Trump's attempt to remove a Fed governor has become the most expensive test of central bank independence in modern history.
Trump's attempt to remove a Fed governor has become the most expensive test of central bank independence in modern history.

The cost of President Donald Trump's bid to fire Federal Reserve Governor Lisa Cook has exceeded $1 million in legal and security fees, a legal filing shows, as the Supreme Court prepares to rule on a case that could reshape the central bank's independence.
"The case is potentially the most important legal case in the Fed's 113-year history," Fed Chair Jerome Powell said, underscoring the stakes of the constitutional standoff.
Cook, the first Black woman ever appointed to the Fed Board, has racked up more than $1 million fighting Trump's attempt to remove her, according to the filing. Trump sent a firing letter on Aug. 25, 2025, citing alleged mortgage fraud involving two properties she designated as primary residences in loan applications dating back to 2021. Cook has denied any wrongdoing, and no criminal charges have been filed against her. She acknowledged the designations were "improper" but maintains they were not unlawful.
The case, known as Trump v. Cook, threatens to upend a century of precedent shielding the Fed from political interference. If the Supreme Court upholds Trump's power to fire a Fed governor without cause, future presidents could pressure the central bank to align monetary policy with political cycles — potentially eroding the credibility that underpins the dollar's role as the world's reserve currency.
A $1 million price tag for a constitutional question
Cook was sworn in on May 23, 2022, after being appointed by President Joe Biden. Her term is set to run until 2038. She did not go quietly after receiving the firing letter, instead pursuing legal action to block her dismissal. The case escalated to the Supreme Court, where oral arguments were heard on Jan. 21, 2026. A ruling is expected imminently.
The legal and security costs disclosed in the filing include fees for Cook's legal team and additional security measures she has required since the firing attempt, reflecting the personal toll of the standoff.

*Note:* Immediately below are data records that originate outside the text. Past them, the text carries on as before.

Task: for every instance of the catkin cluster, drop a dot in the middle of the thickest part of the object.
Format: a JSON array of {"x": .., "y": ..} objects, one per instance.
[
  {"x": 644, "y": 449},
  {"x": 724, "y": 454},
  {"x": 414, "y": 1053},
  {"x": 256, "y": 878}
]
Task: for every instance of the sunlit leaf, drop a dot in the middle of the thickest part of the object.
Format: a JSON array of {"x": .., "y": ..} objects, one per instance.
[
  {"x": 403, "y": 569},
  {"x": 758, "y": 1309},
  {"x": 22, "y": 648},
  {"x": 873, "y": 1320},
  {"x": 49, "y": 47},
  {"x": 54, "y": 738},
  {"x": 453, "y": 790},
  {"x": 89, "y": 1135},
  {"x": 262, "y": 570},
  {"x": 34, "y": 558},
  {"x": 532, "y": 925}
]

No criminal charges have been filed against Cook in connection with the mortgage allegations.
A pattern of pressure on the Fed
Trump's attempt to remove Cook is part of a broader campaign against the central bank's independence that has spanned his return to power. During his first term, Trump appointed Powell as Fed chair but quickly turned on him, writing on social media in August 2019: "My only question is, who is our bigger enemy, Jay Powell or Chairman Xi?" He later accused the Fed board of having "no 'guts,' no sense, no vision!" for not matching negative interest rates used in Europe and Japan.
After returning to the White House, Trump escalated from rhetoric to action. He ordered a Department of Justice investigation into whether Powell had lied to Congress about cost overruns in a long-running renovation project at the Fed's Washington headquarters. He also attempted to fire Biden appointee Cook based on the mortgage fraud allegations — a move that has been put on hold while the Supreme Court considers whether the attempted firing was justified under the law.
The current fed funds rate stands at 4.25 percent to 4.50 percent, unchanged since the 25-basis-point cut in December 2024. Overnight index swap markets price a 58 percent probability of a hold at the next meeting in July, according to CME FedWatch data.
What a ruling against Cook would mean
A Supreme Court decision allowing Trump to fire Cook without cause would mark the most significant legal shift in the Fed's governance since the Banking Act of 1935 established the current structure of the Board of Governors. That law gave governors 14-year terms and removed the Treasury secretary from the board, creating the institutional firewall that has allowed the Fed to set interest rates without regard to electoral cycles.
If the court sides with Trump, the immediate impact would be felt in bond markets, where the term premium on long-dated Treasuries could rise as investors price in a higher risk of political interference in monetary policy. The last time the Fed's independence was seriously questioned — during the Nixon administration's pressure on then-Chair Arthur Burns to keep rates low ahead of the 1972 election — inflation averaged 6.2 percent over the following two years, compared with the current 3.8 percent annual CPI reading.
The broader implication extends beyond Cook. If the president can fire a Fed governor at will, the central bank's ability to make unpopular decisions — raising rates to cool inflation even when it hurts the incumbent party — would be compromised. That dynamic could force the Fed to lean hawkish in its communications to compensate for the perceived loss of independence, effectively tightening financial conditions without moving rates.
This article is for informational purposes only and does not constitute investment advice.